- Interactive map of Kiroli Park
- Type: Urban park
- Location: West Monroe, Louisiana
- Coordinates: 32°32′51″N 92°09′53″W﻿ / ﻿32.54750°N 92.16472°W
- Area: 92.16 acres (37.30 ha)
- Operator: City of West Monroe
- Open: 7 a.m. to 8 p.m. daily
- Status: open

= Kiroli Park =

Park in West Monroe, Louisiana

Kiroli Park is a city park located in West Monroe, Louisiana, and operated by the City of West Monroe. It is located on Kiroli Road in the far north part of the city. It is the largest municipal park in the Monroe metropolitan area.

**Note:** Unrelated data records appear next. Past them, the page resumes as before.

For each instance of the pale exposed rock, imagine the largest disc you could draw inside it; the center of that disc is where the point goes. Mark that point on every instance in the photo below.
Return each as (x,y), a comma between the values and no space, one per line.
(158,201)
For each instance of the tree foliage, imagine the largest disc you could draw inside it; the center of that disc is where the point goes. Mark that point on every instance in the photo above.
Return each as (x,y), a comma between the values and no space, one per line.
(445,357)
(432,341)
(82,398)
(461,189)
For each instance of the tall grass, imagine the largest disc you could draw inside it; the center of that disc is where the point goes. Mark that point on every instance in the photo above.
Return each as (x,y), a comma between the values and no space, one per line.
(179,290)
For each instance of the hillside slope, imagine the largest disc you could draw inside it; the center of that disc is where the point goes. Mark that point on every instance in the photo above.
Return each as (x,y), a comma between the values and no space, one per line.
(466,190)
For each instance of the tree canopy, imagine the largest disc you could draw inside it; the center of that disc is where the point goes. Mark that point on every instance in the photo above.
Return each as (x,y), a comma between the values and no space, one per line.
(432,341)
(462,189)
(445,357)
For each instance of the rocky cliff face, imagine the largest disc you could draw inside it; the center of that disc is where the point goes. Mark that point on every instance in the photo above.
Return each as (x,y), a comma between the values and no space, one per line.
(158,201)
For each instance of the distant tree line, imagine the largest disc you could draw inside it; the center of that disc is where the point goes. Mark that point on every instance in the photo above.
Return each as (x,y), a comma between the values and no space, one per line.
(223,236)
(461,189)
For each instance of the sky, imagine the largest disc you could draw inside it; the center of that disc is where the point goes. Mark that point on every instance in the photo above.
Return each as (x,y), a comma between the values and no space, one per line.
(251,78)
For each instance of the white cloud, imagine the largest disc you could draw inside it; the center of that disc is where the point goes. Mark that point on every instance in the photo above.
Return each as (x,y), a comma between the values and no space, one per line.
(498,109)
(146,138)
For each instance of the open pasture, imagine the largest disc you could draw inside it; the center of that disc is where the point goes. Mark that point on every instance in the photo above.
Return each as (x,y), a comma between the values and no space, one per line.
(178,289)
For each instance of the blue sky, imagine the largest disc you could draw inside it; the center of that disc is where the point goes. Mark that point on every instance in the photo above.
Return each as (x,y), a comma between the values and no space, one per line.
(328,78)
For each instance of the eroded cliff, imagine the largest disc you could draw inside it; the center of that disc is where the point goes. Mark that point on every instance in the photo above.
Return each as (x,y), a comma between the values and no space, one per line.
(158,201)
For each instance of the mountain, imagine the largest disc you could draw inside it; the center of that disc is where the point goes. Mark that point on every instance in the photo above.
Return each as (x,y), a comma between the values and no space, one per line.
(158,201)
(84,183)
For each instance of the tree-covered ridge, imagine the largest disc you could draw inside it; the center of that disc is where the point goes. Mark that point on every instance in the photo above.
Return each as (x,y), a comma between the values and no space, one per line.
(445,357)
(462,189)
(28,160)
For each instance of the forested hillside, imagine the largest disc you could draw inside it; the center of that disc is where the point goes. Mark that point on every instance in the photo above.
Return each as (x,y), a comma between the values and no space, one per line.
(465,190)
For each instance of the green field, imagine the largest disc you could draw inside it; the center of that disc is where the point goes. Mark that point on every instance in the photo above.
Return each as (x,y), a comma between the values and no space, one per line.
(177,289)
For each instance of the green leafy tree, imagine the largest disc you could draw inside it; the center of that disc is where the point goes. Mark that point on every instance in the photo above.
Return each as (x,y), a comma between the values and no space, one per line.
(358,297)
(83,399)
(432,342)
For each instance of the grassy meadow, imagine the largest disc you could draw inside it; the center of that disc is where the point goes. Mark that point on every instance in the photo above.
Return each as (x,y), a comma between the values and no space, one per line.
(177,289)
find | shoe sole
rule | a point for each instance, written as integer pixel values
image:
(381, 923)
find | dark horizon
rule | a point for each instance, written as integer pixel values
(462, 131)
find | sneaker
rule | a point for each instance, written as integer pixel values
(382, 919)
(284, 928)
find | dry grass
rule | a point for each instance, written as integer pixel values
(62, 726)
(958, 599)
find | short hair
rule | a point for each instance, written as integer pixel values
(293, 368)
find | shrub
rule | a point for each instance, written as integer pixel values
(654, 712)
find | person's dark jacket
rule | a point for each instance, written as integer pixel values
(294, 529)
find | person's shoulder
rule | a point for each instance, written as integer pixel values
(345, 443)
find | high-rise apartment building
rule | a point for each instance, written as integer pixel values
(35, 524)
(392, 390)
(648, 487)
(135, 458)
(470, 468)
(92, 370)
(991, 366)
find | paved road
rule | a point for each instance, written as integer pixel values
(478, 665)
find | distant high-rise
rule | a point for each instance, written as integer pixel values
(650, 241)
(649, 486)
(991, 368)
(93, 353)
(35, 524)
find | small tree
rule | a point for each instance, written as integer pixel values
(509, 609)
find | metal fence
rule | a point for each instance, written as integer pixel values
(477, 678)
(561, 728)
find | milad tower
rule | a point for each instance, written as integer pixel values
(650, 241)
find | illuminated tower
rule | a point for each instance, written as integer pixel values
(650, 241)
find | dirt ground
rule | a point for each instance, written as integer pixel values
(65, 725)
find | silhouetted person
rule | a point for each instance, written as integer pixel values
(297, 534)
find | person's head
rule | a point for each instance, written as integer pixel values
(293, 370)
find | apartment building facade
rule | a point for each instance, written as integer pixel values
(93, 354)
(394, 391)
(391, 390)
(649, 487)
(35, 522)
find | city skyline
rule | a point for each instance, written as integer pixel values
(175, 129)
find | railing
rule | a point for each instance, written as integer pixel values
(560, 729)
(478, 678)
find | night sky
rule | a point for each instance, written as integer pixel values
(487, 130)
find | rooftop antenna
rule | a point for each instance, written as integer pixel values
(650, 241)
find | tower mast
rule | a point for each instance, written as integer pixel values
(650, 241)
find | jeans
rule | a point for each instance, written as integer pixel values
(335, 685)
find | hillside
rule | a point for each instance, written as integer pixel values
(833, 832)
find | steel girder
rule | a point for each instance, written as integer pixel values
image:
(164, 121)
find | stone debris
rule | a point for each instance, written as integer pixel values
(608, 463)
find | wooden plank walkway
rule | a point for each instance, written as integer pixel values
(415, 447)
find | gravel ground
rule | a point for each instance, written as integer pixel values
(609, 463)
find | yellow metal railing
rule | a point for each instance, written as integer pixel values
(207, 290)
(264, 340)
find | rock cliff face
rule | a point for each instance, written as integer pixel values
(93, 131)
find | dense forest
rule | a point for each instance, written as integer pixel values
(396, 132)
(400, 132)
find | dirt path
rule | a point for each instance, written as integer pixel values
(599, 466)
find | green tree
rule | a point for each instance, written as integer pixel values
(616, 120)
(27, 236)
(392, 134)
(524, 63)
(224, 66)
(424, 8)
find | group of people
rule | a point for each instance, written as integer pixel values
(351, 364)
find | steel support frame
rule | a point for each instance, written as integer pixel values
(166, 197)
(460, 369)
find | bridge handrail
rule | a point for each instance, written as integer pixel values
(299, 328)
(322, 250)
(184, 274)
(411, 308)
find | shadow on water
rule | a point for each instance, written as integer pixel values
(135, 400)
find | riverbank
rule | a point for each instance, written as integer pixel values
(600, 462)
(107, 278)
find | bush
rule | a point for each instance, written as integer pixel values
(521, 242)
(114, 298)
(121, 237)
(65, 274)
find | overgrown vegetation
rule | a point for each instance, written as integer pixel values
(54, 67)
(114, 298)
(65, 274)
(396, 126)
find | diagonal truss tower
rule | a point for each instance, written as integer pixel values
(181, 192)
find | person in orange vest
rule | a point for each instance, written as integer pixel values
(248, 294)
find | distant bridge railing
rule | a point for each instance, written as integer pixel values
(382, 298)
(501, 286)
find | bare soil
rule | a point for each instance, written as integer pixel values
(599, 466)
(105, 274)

Kiroli Park charges an admission of $1 per person with an annual membership available at $100.

==History==
Kiroli Park originated as a Boy Scout camp. In 1925, 40 members of the Kiwanis, Rotary and Lions clubs contributed $100 each to buy land for the Ouachita Council of the Boy Scouts. The name "Kiroli" was formed from the first two letters of the three organizations: Kiwanis, Rotary and Lions.

During the Great Mississippi Flood of 1927, Camp Kiroli was used as a refugee and work camp. Ouachita Parish officials and the Red Cross used the camp from April to August 1927, and buildings constructed for relief workers later became Boy Scout cabins at the site.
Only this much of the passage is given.